Açaizal completamente queimado com maior queimada da TI Mãe Maria

A cacique espera que os fatos narrados na Reportagem cheguem às autoridades competentes, para que possam fazer algo em favor deles, indígenas, porque “ainda há chamas no nosso território. Esperamos que o governo tenha um olhar generoso para o nosso problema, porque os povos indígenas são os primeiros habitantes desse lugar. Sempre digo, que antes de nós, não existia lei, ela existe agora, porque foi criada pelo branco. E se existe lei do branco, que faça prevalecer para que sejamos ressarcidos”.

Ela também pede que todas as comunidades da TI Mãe Maria sejam ouvidas para avaliar a extensão dos prejuízos causados. Na visão de Kátia, a mitigação social e ambiental precisa acontecer, porque os povos indígenas da comunidade (mais de 800) estão sofrendo com doenças decorrentes do fogo e da fumaça. “Em nome do povo Gavião, do território Mãe Maria, eu quero que nós sejamos retribuídos com projetos, com mitigação, etc. Estamos sofrendo muito. Há crianças com dores nos olhos devido à fumaça, os idosos tossem com pulmão infectado, além dos indígenas que estão com covid-19.

Na avaliação dela, os Gavião não têm paz, e diz esta é a maior queimada que presenciou em sua comunidade. “Eu nunca tinha visto. O fogo não tem freio, não tem pensamento, ele invade e queima tudo” desabafa.

A cacique diz que os indígenas já recorreram a quem poderiam para tentar ajudar a apagar o incêndio em sua floresta, inclusive ao Ministério Público, IBAMA, FUNAI, Corpo de Bombeiros, até mesmo para o Exército, mas ninguém apareceu por lá. “Inclusive, vamos fazer um documento e mandar para o Ministério Público Federal (MPF), para que eles façam alguma coisa por nós”.

Cinzas. O cenário de degradação herdado pelo povo Gavião com incêndio

SEM COLHEITA

Ela e os mais de 80 indígenas que moram na aldeia, contam os prejuízos na roça que haviam plantado e que estavam prestes a colher: havia milho, cará, batata, maracujá, mamão, macaxeira, bananal e um belo açaizal. “Até mesmo as galinhas morreram nas queimadas. Vários animais nossos ficaram feridos, os igarapés também vêm secando, por causa do fogo. Então, tudo está relacionado com a natureza, foi muito prejuízo”, encerra. (Ulisses Pompeu)

Nota da Equatorial

A Equatorial Energia Pará esclarece que não tem qualquer participação no incêndio que atingiu a vegetação no entorno da aldeia Akrãtikatejê, na Terra Indígena Mãe Maria, localizada em Marabá.
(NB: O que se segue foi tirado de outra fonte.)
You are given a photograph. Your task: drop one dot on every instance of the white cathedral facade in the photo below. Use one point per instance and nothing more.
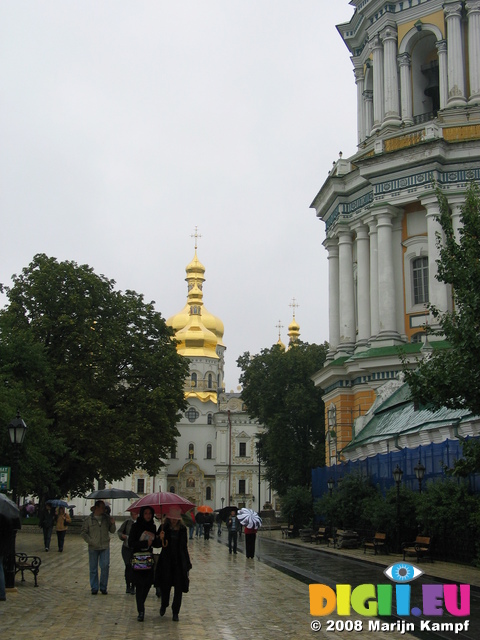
(214, 461)
(417, 70)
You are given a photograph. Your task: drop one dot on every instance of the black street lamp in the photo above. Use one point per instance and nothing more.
(16, 430)
(258, 447)
(419, 474)
(397, 476)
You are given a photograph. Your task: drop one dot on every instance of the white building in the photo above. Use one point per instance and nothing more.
(417, 70)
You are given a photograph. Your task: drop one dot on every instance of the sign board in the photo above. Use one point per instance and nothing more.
(5, 473)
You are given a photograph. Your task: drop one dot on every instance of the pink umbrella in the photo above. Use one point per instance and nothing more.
(161, 502)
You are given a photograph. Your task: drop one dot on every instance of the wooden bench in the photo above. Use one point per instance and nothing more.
(287, 532)
(379, 542)
(30, 563)
(422, 548)
(319, 536)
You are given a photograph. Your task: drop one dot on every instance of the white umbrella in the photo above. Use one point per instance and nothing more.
(249, 518)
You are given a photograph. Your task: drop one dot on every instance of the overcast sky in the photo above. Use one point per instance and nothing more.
(124, 124)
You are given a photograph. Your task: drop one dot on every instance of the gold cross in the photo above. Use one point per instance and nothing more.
(195, 235)
(294, 306)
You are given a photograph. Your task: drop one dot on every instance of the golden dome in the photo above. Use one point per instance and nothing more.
(188, 324)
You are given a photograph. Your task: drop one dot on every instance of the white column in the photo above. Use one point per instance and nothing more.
(437, 291)
(360, 82)
(442, 72)
(363, 284)
(374, 321)
(390, 76)
(386, 276)
(378, 96)
(473, 15)
(331, 245)
(346, 287)
(404, 61)
(456, 75)
(368, 95)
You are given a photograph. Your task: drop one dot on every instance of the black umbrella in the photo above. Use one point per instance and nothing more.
(111, 494)
(9, 512)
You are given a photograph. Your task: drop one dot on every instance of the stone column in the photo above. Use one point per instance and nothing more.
(368, 95)
(374, 321)
(390, 76)
(473, 14)
(363, 285)
(331, 245)
(456, 75)
(386, 276)
(437, 291)
(442, 72)
(347, 290)
(404, 62)
(378, 91)
(360, 82)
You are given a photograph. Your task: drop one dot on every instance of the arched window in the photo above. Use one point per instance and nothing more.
(191, 414)
(420, 280)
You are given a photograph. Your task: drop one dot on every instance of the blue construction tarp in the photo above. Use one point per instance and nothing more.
(436, 458)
Equipes da distribuidora realizaram serviços de manutenção em outras aldeias da cidade, que se restringiram a trabalho de roço nas árvores e troca de chaves, para evitar problemas no fornecimento de energia.

No entanto, na aldeia Akrãtikatejê, as equipes não conseguiram concluir os serviços, pois foram impedidas por outros moradores do local.
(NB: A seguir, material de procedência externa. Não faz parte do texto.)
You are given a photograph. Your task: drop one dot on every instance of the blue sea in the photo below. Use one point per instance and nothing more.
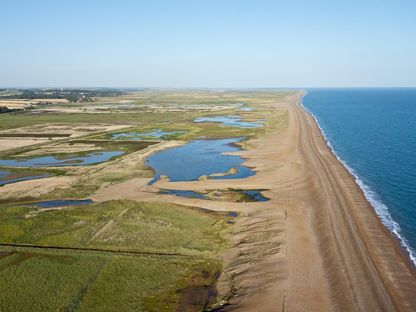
(373, 132)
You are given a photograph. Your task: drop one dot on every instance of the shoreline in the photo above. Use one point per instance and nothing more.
(373, 257)
(379, 207)
(316, 245)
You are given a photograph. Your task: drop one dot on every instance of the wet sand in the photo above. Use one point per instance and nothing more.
(317, 245)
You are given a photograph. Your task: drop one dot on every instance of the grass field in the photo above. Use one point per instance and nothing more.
(118, 255)
(84, 280)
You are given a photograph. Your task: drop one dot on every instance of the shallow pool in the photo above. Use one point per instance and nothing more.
(232, 121)
(62, 203)
(199, 158)
(155, 134)
(58, 161)
(7, 177)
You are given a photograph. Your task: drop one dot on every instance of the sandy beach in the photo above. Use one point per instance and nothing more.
(317, 245)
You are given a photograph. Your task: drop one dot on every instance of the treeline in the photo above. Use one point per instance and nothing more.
(72, 95)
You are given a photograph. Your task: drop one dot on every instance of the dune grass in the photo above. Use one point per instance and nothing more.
(120, 225)
(70, 281)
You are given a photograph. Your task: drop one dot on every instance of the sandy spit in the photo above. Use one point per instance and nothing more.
(317, 245)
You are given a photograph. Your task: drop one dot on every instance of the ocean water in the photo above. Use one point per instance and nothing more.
(373, 132)
(198, 158)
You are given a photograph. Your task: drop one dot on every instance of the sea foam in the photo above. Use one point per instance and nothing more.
(372, 197)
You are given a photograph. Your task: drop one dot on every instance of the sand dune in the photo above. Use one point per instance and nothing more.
(317, 245)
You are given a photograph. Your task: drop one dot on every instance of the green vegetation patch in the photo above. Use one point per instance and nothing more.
(85, 281)
(120, 225)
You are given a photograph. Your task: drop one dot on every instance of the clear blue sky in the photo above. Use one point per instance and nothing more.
(207, 43)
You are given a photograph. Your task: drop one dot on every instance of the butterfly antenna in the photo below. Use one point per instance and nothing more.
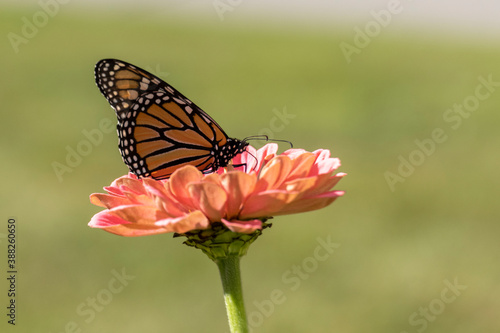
(265, 138)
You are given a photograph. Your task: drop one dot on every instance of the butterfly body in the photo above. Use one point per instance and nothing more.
(159, 129)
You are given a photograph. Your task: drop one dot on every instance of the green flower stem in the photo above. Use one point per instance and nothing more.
(229, 268)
A distribuidora ressalta que os trabalhos de manutenção são essenciais para o bom funcionamento e segurança do sistema elétrico da região, tendo em vista que as vegetações podem tocar na rede de energia, gerando faíscas que podem ocasionar incidentes.

A empresa está dialogando com os representantes da aldeia para que os serviços de manutenção possam ser feitos o mais breve possível.